CRACKED OPEN: Liberty, Fertility and the Pursuit of High Tech Babies (Interlink – May 2013) is Miriam Zoll’s candid memoir of growing up with the unprecedented opportunities afforded by the women’s movement and new discoveries in reproductive medicine. According to Zoll, the pervasive cultural messages then and today clearly stated that, thanks to science, women no longer had to worry quite so much about their “biological clocks;” professional women now had the option to plan for motherhood after their promotions not necessarily before them.

Zoll delayed motherhood until the age of 40 and when conception did not progress naturally, she and her husband did what many couples in their generation do: they optimistically signed up for fertility treatments. According to Zoll:

“Neither one of us was prepared for the science-fiction world we would enter – a world filled with medical promises and seduction, unknown health risks, and the bioethical quagmires of creating new life in the realm of profit-driven science.”
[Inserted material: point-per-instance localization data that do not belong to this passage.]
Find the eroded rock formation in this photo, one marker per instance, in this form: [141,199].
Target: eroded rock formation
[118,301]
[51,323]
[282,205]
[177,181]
As she pursued more extensive treatments the beliefs Zoll had held to be true ––“that reproductive medicine had finally eclipsed Mother Nature and women really could have it all”––began to erode. Over time, she came to believe that something was seriously amiss with the information she and her generation had received from the media and the unregulated U.S. fertility industry. In her memoir Cracked Open, Zoll offers a critical consumer’s perspective of a globally expanding fertility industry.